Aku dan Dimas berlarian di tengah hujan. Tadinya menuju mobil, tapi tangan Dimas yang masih menggandeng tanganku tiba-tiba menarikku menjauh dari mobil. Lari kami melambat jadi langkah-langkah biasa.

I’m siiiiingin’ in the rain. Just siiiingin’in the rain…” dia mulai bernyanyi. Konyol sekali. Lucu.

What a gloooorious feeling… I’m haaappy again…” aku menyahuti nyanyiannya. Dia mulai tertawa. Aku juga.
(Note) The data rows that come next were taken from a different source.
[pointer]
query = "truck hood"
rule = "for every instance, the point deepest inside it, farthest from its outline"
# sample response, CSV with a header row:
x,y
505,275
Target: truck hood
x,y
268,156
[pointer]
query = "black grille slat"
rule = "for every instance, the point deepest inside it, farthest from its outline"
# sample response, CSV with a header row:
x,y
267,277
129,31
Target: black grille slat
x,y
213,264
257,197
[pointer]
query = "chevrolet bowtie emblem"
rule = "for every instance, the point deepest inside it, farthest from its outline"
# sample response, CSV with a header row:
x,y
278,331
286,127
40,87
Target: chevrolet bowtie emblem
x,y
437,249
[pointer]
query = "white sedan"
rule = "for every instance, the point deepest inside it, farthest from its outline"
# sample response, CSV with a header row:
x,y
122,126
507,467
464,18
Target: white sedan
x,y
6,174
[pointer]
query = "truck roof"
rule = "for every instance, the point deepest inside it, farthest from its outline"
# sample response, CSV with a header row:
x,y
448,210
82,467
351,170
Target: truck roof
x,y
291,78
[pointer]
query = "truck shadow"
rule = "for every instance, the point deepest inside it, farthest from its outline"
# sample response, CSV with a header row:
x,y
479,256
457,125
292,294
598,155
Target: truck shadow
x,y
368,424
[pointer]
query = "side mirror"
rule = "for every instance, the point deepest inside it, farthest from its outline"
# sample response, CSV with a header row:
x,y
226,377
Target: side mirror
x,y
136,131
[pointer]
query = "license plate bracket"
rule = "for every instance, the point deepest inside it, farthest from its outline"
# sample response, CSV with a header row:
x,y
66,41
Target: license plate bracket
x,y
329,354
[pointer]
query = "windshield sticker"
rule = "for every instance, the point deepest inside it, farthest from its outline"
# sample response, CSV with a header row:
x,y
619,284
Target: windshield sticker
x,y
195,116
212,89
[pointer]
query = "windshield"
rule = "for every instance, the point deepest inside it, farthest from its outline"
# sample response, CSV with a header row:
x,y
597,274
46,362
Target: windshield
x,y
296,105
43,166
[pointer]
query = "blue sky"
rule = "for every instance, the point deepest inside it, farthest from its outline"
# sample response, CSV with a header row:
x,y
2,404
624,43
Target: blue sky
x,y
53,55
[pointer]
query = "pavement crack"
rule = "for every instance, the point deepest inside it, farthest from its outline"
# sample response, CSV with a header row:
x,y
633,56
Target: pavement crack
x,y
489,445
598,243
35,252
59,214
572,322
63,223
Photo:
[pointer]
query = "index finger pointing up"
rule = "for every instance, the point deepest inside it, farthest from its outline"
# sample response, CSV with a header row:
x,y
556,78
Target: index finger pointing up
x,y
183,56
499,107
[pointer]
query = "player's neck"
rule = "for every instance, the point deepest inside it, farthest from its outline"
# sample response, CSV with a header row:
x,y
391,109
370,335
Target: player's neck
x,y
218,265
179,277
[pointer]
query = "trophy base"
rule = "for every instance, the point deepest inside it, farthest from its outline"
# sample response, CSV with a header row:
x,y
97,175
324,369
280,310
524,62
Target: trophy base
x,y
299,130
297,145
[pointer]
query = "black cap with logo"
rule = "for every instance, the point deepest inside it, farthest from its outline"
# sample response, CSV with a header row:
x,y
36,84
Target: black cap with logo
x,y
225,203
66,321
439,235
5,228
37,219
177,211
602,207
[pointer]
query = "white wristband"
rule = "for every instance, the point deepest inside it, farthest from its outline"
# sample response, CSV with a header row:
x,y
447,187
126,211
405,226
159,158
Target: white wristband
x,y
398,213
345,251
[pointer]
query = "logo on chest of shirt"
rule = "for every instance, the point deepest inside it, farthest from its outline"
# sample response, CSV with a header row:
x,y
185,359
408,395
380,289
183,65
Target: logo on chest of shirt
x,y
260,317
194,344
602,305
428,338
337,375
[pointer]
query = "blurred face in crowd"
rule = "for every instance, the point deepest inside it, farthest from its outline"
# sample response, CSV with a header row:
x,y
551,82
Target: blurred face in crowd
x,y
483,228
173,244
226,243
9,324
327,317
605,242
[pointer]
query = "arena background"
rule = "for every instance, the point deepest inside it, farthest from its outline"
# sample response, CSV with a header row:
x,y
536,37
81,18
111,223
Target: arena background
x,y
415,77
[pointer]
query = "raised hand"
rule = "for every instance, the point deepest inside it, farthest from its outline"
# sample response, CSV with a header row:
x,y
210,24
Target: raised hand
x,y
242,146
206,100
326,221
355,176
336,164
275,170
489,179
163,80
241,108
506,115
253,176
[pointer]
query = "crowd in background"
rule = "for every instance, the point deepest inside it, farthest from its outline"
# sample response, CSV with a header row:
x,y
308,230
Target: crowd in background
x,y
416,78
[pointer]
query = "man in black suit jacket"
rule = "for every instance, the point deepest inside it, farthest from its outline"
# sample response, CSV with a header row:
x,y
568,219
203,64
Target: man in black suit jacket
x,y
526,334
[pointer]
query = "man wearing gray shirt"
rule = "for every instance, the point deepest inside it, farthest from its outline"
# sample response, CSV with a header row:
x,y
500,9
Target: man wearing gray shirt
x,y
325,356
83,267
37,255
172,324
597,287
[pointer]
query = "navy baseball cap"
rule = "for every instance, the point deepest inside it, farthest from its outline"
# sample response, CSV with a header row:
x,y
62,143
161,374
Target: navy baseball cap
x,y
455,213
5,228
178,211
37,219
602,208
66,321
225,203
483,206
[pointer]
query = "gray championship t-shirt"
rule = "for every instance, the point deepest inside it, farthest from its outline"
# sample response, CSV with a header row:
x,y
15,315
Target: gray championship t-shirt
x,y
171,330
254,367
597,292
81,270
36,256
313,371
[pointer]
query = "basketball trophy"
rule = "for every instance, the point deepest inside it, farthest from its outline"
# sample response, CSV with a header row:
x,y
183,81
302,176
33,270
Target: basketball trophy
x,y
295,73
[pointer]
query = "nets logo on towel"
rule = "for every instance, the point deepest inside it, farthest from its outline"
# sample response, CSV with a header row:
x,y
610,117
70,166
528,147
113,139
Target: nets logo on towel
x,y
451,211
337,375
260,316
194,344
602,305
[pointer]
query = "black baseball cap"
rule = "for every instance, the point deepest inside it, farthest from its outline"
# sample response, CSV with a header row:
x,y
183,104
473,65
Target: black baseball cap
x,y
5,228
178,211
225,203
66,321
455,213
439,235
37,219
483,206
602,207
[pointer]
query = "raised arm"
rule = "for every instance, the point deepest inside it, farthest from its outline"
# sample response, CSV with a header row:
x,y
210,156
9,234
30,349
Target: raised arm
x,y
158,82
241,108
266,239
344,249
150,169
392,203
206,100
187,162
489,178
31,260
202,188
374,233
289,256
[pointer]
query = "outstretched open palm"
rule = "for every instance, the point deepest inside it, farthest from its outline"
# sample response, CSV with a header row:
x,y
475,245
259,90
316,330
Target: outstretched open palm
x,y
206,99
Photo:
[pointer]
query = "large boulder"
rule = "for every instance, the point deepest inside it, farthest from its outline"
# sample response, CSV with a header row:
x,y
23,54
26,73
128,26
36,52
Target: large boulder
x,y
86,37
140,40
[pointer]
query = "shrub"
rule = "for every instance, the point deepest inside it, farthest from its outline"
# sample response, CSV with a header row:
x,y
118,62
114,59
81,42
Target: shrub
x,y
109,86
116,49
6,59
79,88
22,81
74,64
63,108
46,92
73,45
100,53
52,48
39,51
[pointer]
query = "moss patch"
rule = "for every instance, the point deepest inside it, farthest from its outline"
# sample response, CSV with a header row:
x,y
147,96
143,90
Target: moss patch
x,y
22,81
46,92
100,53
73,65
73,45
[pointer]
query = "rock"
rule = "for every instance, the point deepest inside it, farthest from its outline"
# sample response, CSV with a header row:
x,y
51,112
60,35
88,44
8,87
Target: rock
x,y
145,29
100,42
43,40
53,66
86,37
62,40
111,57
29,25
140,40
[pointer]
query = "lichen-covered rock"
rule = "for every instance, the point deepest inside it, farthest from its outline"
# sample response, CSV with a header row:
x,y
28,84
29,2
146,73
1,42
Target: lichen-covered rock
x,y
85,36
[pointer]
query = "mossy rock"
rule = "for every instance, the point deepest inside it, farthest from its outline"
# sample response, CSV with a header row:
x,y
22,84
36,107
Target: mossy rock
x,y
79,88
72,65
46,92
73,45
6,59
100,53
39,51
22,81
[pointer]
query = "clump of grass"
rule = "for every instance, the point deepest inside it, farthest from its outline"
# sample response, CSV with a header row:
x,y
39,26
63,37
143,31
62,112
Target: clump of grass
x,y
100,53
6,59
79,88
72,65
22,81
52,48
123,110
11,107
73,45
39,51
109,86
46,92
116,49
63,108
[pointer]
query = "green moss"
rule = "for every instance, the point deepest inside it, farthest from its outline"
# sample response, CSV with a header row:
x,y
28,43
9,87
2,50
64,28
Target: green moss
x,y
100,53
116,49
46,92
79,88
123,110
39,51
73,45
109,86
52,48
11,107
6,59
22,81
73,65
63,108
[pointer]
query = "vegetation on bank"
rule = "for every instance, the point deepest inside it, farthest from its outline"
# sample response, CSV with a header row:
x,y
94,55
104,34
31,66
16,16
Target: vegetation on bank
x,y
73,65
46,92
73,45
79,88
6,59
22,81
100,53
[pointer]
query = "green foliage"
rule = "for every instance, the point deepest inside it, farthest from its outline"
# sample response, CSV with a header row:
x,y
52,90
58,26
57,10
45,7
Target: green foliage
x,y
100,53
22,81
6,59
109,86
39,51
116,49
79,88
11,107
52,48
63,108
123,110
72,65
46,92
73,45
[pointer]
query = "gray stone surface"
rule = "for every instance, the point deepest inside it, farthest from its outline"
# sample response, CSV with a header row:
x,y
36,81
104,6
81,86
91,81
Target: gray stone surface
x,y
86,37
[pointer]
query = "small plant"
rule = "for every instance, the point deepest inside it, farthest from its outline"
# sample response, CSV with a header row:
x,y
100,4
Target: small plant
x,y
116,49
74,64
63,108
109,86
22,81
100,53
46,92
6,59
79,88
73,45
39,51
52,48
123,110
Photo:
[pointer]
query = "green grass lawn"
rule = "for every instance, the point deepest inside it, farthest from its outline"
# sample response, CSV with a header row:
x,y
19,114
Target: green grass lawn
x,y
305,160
Aku tahu pasti di suatu tempat ada orang yang melihat kami dan mencibir, kalau tidak berpikir kami berdua gila, bernyanyi-nyanyi di tengah hujan.

Dia menarikku lagi sehingga kami berhadapan dan tanganku yang satu lagi digenggamnya juga. Karena kaget, tawaku jadi hilang ketika mataku bertemu matanya.

“Tau nggak,” dia meneriakkan kata-katanya bersaingan dengan suara hujan yang menderu, “kenapa Gene Kelly hujan-hujanan waktu nyanyi Singin’ In The Rain di tengah hujan, padahal dia punya payung?”

“Nggak tau! Kenapa?”aku balik bertanya, dengan suara yang berhantam juga dengan hujan.

Wajah Dimas yang sedang didera hujan tiba-tiba mendekat. Matanya susah payah melawan tetesan air untuk melihat ke mataku.

“Karena,” jawabnya sambil tersenyum lembut kepadaku, “dia lagi jatuh cinta.”

Untuk pertama kalinya dalam hidupku, aku begitu mencintai hujan.




Ps. based on a poem with the same title.